Restoring a broken world: via God’s strength in human weakness

In 1 Corinthians 4:9-13, St. Paul the Apostle shared with the Christians and the Church in Rome about how he was mistreated and suffered persecution. He was comparing his suffering with the Christians who gloried in their power and strength. It’s a very stark comparison.

For it seems to me that God has put us apostles on display at the end of the procession, like those condemned to die in the arena. We have been made a spectacle to the whole universe, to angels as well as to human beings.
We are fools for Christ, but you are so wise in Christ!
We are weak, but you are strong!
You are honored, we are dishonored!
To this very hour we go hungry and thirsty, we are in rags, we are brutally treated, we are homeless. We work hard with our own hands.
When we are cursed, we bless;
when we are persecuted, we endure it;
when we are slandered, we answer kindly.
We have become the scum of the earth, the garbage of the world—right up to this moment.

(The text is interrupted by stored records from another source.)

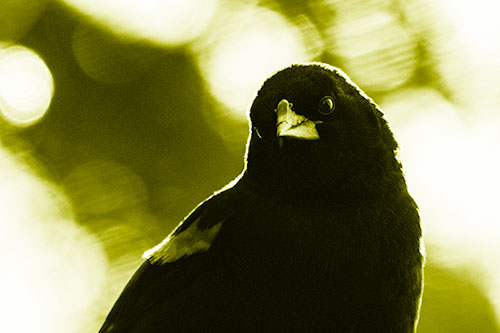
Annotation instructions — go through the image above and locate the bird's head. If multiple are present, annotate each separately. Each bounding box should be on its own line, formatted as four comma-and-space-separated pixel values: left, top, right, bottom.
245, 63, 404, 201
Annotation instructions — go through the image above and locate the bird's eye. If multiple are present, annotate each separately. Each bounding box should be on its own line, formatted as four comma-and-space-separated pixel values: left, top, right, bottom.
318, 96, 335, 116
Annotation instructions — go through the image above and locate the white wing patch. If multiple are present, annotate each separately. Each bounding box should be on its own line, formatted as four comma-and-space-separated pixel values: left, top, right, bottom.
142, 218, 222, 264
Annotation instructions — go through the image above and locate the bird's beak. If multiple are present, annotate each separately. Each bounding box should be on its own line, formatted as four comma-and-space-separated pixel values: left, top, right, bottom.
275, 99, 319, 140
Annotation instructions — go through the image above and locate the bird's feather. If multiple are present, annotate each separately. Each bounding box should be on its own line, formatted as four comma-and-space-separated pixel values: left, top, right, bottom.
97, 64, 423, 333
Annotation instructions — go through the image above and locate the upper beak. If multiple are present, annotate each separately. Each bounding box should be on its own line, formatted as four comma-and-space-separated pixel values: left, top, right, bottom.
275, 99, 320, 140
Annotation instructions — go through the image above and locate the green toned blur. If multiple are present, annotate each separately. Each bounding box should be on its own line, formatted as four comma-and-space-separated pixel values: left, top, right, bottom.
0, 0, 500, 333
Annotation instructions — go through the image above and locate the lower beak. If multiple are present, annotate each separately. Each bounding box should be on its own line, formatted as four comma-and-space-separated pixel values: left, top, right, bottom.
275, 99, 319, 140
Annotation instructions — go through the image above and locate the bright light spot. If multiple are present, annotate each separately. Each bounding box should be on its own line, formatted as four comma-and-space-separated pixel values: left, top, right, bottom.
0, 46, 54, 126
428, 0, 500, 116
0, 147, 107, 333
193, 6, 318, 122
0, 0, 47, 40
383, 89, 500, 319
63, 0, 217, 46
328, 8, 417, 90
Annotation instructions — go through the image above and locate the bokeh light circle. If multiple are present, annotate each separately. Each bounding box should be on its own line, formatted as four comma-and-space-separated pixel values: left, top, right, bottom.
192, 5, 315, 122
0, 46, 54, 126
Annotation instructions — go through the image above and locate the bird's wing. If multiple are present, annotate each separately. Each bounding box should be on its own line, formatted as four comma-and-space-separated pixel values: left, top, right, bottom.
99, 179, 241, 333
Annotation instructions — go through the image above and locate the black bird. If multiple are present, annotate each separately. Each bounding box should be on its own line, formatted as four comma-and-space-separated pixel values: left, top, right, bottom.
100, 63, 423, 332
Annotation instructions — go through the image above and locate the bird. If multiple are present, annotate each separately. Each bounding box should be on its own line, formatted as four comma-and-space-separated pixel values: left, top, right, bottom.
99, 62, 425, 333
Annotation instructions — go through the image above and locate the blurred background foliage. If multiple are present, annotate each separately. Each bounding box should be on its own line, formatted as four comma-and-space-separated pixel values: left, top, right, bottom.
0, 0, 500, 333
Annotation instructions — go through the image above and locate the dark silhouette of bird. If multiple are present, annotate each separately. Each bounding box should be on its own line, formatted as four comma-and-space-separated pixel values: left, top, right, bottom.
100, 63, 423, 332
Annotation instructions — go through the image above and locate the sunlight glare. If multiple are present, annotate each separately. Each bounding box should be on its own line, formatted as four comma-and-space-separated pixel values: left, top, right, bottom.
59, 0, 217, 46
193, 6, 314, 122
0, 147, 107, 333
0, 46, 54, 126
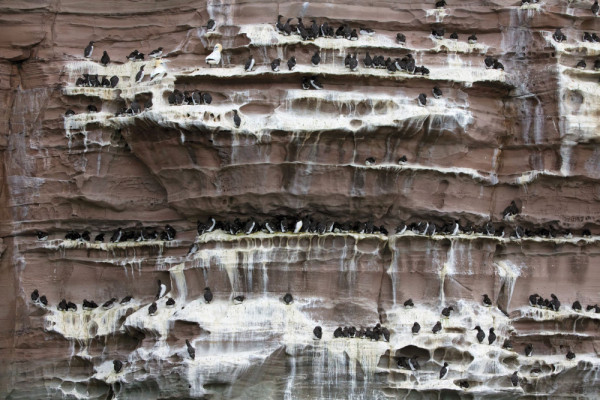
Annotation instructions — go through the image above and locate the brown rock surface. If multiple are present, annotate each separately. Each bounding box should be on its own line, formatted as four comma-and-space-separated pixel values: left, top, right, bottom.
0, 0, 600, 399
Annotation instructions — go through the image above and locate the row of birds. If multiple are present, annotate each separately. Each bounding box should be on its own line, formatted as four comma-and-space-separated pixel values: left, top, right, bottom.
529, 293, 600, 314
31, 280, 576, 388
83, 40, 163, 63
36, 224, 177, 243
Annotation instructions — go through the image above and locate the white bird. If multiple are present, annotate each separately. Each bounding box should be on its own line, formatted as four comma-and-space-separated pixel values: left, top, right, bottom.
294, 220, 302, 233
150, 58, 167, 80
206, 44, 223, 65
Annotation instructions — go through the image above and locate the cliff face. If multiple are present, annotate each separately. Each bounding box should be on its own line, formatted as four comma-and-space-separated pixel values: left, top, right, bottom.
0, 0, 600, 399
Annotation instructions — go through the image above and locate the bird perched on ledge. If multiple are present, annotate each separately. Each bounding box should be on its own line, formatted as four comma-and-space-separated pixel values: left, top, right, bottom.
206, 44, 223, 66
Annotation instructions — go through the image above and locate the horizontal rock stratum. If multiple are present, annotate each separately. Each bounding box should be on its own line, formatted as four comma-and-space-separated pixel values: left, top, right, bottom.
0, 0, 600, 399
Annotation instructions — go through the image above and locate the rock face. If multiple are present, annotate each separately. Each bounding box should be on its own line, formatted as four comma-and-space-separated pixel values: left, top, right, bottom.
0, 0, 600, 399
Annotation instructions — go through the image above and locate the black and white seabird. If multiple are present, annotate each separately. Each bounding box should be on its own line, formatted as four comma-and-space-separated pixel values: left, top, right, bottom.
363, 51, 373, 68
309, 76, 323, 90
510, 371, 519, 387
442, 306, 454, 318
233, 110, 242, 128
135, 65, 145, 83
205, 43, 223, 67
125, 49, 140, 61
313, 325, 323, 339
411, 322, 421, 335
100, 50, 110, 67
204, 287, 213, 304
488, 328, 496, 344
56, 299, 67, 311
552, 28, 567, 43
102, 297, 117, 310
348, 54, 358, 71
83, 41, 94, 58
148, 47, 162, 58
550, 293, 560, 311
483, 293, 492, 307
244, 56, 255, 72
431, 28, 446, 39
244, 218, 256, 235
271, 58, 281, 72
287, 57, 296, 71
473, 325, 485, 343
203, 19, 217, 32
129, 100, 142, 114
310, 50, 321, 67
381, 326, 390, 342
185, 339, 196, 360
81, 299, 98, 311
113, 360, 123, 374
502, 200, 520, 218
407, 356, 421, 371
156, 279, 167, 300
529, 293, 540, 307
440, 362, 448, 379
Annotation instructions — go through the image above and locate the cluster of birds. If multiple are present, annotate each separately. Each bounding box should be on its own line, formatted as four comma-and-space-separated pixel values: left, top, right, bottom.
575, 58, 600, 71
115, 99, 152, 117
31, 274, 580, 388
75, 74, 119, 88
275, 15, 368, 41
168, 89, 212, 106
83, 40, 163, 63
313, 323, 390, 342
37, 224, 177, 243
197, 200, 591, 239
529, 293, 600, 314
398, 294, 576, 388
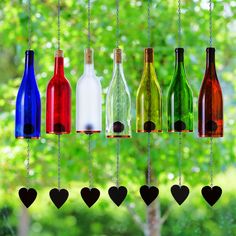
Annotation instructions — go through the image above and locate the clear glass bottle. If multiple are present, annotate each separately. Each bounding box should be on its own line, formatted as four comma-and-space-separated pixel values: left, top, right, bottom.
76, 48, 102, 134
15, 50, 41, 139
106, 48, 131, 138
136, 48, 162, 132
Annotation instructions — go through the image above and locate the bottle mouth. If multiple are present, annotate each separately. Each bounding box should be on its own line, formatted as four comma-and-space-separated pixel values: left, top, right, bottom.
114, 48, 122, 64
55, 49, 64, 57
206, 47, 215, 52
85, 48, 93, 64
144, 48, 154, 63
175, 48, 184, 53
25, 50, 34, 55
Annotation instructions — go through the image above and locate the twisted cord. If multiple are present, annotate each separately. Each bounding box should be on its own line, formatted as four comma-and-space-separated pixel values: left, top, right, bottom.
178, 132, 183, 186
116, 0, 120, 48
209, 0, 212, 47
178, 0, 182, 48
57, 134, 61, 190
57, 0, 61, 50
88, 134, 93, 189
28, 0, 32, 50
88, 0, 91, 48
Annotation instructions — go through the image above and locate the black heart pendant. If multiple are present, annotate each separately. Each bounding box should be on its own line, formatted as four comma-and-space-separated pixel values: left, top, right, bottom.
108, 186, 127, 206
202, 186, 222, 206
139, 185, 159, 206
18, 188, 37, 208
49, 188, 69, 209
171, 184, 189, 205
80, 187, 100, 207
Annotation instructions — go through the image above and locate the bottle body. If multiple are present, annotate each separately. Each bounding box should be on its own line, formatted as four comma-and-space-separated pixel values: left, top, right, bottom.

What ought to be the norm in Christianity? Is it suffering or is it strength?  In Paul’s days, it was suffering and persecution. Today in the west, the norm is to choose vain human glory and power as if it were a human right. Today, in places like the Middle East, Christians are suffering greater persecution at the hands of radical Muslim terrorists like ISIL, Al Qaeda, etc.

How do we reconcile the injustice inflicted upon the millions of Christians this century?  We cannot ignore the injustice.  We must deal with it in the right way, otherwise, we could end-up with another catastrophic world war, or chemical/nuclear self-annihilation via Mutual Assured Destruction.  Decades ago, it was the Cold War. Today, it’s radical Jihadist Islam bent on creating a worldwide caliphate vs the non-Islamic world that will never relent to an Islamic caliphate.  Is human rights and justice the true answer?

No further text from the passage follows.